Des bénéfices cliniques significatifs pour les traitements matinaux

Après un suivi médian de 29 mois, les résultats sont sans équivoque. Les patients du groupe précoce ont présenté une absence de progression du cancer pendant 11,3 mois en moyenne, contre seulement 5,7 mois pour le groupe tardif. La survie globale médiane atteignait 28 mois dans le groupe traité tôt, comparée à 16,8 mois pour les patients traités plus tardivement.

Le Pr Xavier Quantin, oncologue à l'Institut régional du cancer de Montpellier, confirme ces observations : « Des données rétrospectives, une méta-analyse et des études prospectives convergent toutes vers l'existence d'un bénéfice clair dans l'administration matinale de l'immunothérapie. »

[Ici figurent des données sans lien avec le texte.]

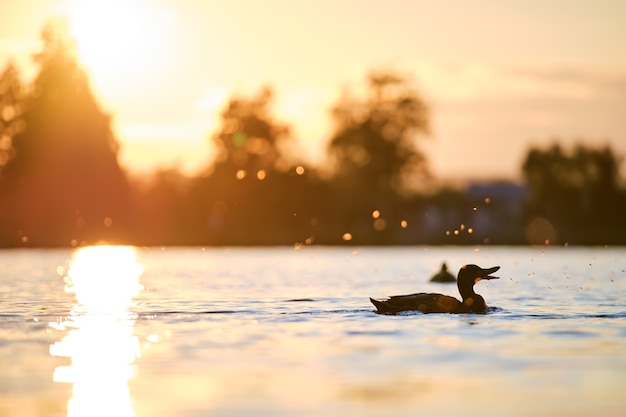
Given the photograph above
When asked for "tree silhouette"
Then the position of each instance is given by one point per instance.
(11, 108)
(374, 145)
(250, 139)
(576, 192)
(374, 154)
(64, 184)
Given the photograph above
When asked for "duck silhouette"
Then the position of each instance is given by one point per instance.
(443, 276)
(439, 303)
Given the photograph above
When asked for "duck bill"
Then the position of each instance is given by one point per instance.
(487, 273)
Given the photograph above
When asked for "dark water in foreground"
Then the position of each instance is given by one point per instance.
(280, 332)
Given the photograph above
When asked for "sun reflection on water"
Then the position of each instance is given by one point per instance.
(100, 339)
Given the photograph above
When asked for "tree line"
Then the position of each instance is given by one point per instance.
(61, 183)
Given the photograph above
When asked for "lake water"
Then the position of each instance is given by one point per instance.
(114, 331)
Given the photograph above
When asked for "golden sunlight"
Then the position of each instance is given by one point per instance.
(100, 340)
(115, 37)
(104, 278)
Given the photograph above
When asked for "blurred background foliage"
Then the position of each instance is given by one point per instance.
(61, 183)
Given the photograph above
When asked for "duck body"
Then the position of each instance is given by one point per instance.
(443, 276)
(440, 303)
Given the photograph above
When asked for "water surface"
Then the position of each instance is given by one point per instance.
(284, 332)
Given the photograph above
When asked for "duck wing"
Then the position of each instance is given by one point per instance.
(424, 302)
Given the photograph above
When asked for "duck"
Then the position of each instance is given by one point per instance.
(440, 303)
(443, 276)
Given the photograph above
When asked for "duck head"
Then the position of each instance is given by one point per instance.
(470, 275)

Les taux de réponse au traitement corroborent cette tendance, avec 69,5 % de réponses dans le groupe précoce contre 56,2 % dans le groupe tardif. Fait notable, aucune différence significative n'a été observée concernant les événements indésirables d'origine immunitaire entre les deux groupes.

Les rythmes circadiens au cœur du mécanisme

L'explication de ce phénomène résiderait dans l'interaction entre notre horloge biologique et le système immunitaire. « Nous sommes des animaux sensibles à la lumière avec un rythme nycthéméral de 24 heures », explique le Pr Quantin. « L'activité du système immunitaire fluctue selon ce cycle, tout comme l'expression de PD-1, cible des inhibiteurs de points de contrôle utilisés en immunothérapie. »

L'étude montre une augmentation des lymphocytes T ayant une activité antitumorale chez les patients recevant l'immunothérapie le matin. Ces cellules immunitaires peuvent infiltrer la tumeur pour détruire les cellules cancéreuses, et leur activation semble optimale en début de journée.

Une pratique déjà répandue pour des raisons organisationnelles

Dans les faits, de nombreux services d'oncologie administrent déjà l'immunothérapie le matin pour des raisons pratiques. « Les biothérapies sont souvent réalisées en début de journée car les équipes peuvent préparer le traitement en amont », précise l'oncologue. « Même pour les patients venant l'après-midi, le soin est fréquemment administré avant 15 heures. Passer à une administration systématiquement matinale ne devrait donc pas poser de difficultés majeures. »

Recommandations complémentaires pour optimiser le traitement

Pour maximiser l'efficacité de l'immunothérapie, le Pr Quantin souligne également l'importance d'éviter certains médicaments. « Il est recommandé de limiter au maximum la corticothérapie, car moins il y a de cortisone, mieux c'est », insiste-t-il.

Le spécialiste met également en garde contre :

  • Les médicaments à effet immunosuppresseur
  • Les inhibiteurs de la pompe à protons (protecteurs gastriques) qui peuvent modifier le microbiote
  • L'antibiothérapie lorsqu'elle n'est pas indispensable

Ces précautions s'avèrent d'autant plus cruciales que le cancer du poumon continue de faire environ 30 000 victimes chaque année en France. Cette étude ouvre donc des perspectives concrètes pour améliorer la prise en charge standard de cette pathologie redoutable, simplement en optimisant l'horaire d'administration d'un traitement déjà disponible.